内心小便チビるほど慌てているのだが、あえてにこやかに笑う。どうあれ虚を衝けたのだ、必死で主張する。
将棋盤を引っ繰り返す勢いで、言葉を並べていった。
「会議が始まって、もう随分時間が経つ。一度休憩を入れる事を、提案したい」
『貴方はこの会議を何だと思っているのですか? 疲れているのでしたら、お一人で退席なさればいいでしょう』
『所詮、人間如きがついてこれる場ではないのだ。目障りだからさっさと出ていけ』
何アメリカに抱き着いてきやがるんだ、こいつ! この先アメリカ相手に論戦で勝てると、本気で思っているらしい。
自信があるのは羨ましい限りだが、生憎俺はそこまで自信家ではない。くだらないプライドは、海鳴の海に捨ててきた。
妹さんがクローンであれば、この子の絶対性は消滅する。無手で挑んで負ければ、妹さんはあらゆる差別の標的となる。
会議の主要メンバーに推薦された綺堂さくらや、忍達も無傷ではすまない。量産が可能ならば、ノエルやファリンの価値も下がり危ない。
神咲那美の笑顔を取り戻し、騎士達の期待に応える――その為ならば、何でもやってやる。意地や見栄なんて、知るか。
「この場で一番疲れているのは、長殿に見えるんだけど?」
『……っ』
「夜の一族の後継者を決める会議で、議長である長に疑惑がかかっている。あんたが提示した、証拠によって。

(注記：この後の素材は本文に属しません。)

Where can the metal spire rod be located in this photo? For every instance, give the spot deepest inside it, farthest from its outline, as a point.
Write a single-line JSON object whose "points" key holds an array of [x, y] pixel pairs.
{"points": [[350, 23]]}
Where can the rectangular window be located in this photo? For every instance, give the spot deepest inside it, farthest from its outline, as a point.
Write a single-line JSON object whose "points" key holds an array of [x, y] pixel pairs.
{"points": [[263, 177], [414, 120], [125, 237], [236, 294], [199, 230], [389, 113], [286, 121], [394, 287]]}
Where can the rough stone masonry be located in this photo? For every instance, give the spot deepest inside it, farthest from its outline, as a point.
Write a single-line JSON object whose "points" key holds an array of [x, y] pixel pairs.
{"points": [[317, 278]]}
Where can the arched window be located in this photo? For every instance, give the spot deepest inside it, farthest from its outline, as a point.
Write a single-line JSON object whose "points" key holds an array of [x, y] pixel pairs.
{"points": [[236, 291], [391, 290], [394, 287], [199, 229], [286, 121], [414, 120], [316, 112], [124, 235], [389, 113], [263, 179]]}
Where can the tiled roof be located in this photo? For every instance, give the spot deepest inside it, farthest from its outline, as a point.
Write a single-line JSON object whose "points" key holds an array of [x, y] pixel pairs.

俺だけじゃない、多分他の皆さんも今疑心暗鬼に陥っているのじゃないか?
あんたの話は、確かに興味深い。今見せてもらった妹さんの映像や、長の一件とも無関係じゃないのだろう。
だからこそ、冷静になって聞かないといけない。あんたにとっても大事な話なのだろう、性急に進めるべきじゃない。

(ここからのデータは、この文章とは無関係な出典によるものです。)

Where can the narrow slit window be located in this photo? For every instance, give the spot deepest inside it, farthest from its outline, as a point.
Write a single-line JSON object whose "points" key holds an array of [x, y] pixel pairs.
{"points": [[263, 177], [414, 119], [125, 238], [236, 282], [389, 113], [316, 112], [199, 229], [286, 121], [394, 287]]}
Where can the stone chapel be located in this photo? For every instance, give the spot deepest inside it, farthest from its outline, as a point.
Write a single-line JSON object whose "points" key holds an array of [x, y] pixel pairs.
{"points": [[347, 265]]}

大事な会議であるというのであれば尚の事、今は考える時間が必要だ。俺はそう思う」
カレンは忌々しげに俺を睨み、唇を噛んでいる。あんたは一刻も早く事を進めたかったんだろうが、お生憎様だ。手を打たれてたまるか。
試験管の中に浮かぶ妹さんの映像は、劇的だった。欧州の覇者達の冷静さすら奪い、明晰な頭脳に衝撃を与えて揺さぶった。

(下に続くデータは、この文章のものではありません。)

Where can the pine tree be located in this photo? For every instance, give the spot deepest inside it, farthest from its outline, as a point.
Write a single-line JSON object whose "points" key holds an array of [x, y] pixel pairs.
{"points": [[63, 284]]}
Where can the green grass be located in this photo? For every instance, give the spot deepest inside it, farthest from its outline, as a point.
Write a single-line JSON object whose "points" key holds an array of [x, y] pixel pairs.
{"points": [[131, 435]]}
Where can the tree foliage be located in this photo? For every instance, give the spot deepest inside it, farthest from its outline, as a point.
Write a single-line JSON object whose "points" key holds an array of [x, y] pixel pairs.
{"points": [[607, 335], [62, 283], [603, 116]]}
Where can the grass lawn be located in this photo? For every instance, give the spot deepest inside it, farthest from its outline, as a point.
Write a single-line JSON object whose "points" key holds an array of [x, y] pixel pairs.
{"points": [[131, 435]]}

敵ながら、身震いするほど優れた手腕。俺だってアリシアを見ていなければ、流されるままに終わっていただろう。
沸騰する会議の場に、冷水をぶっかけてやる。
「もっとも、散々偉そうに言って会議の場を乱した俺が言うことでもないと思う。ここは一つ、皆さんの意見を聞こうじゃないか。
長の一存、大いに結構だが民主主義も尊重してくれよ。アメリカ殿」
『貴方という人は、ぬけぬけとよくも……!!』
『ふむ、いいだろう。お前の御高説を散々聞かされてウンザリしていたところだ、少し休ませろ』
『ボ、ボクも賛成! 色々聞いちゃって混乱して……ちょっと、頭を整理させて欲しい』
『私も賛成です。進行役の長は混乱されているのであれば、冷静な議論は出来ない。少し、間を置きましょう』
ドイツ、フランス、日本から賛同の声が上がる。どれも俺とつながりを持った国、こういう時は本当に助かる。
俺という個では、国相手に戦っても勝ち目はない。戦国時代、天下を目指す国であっても他国との同盟も重視している。
他人に救われることを恥じる気持ちは、もう無い。いずれ他人を救える器の人間に、なってみせるさ。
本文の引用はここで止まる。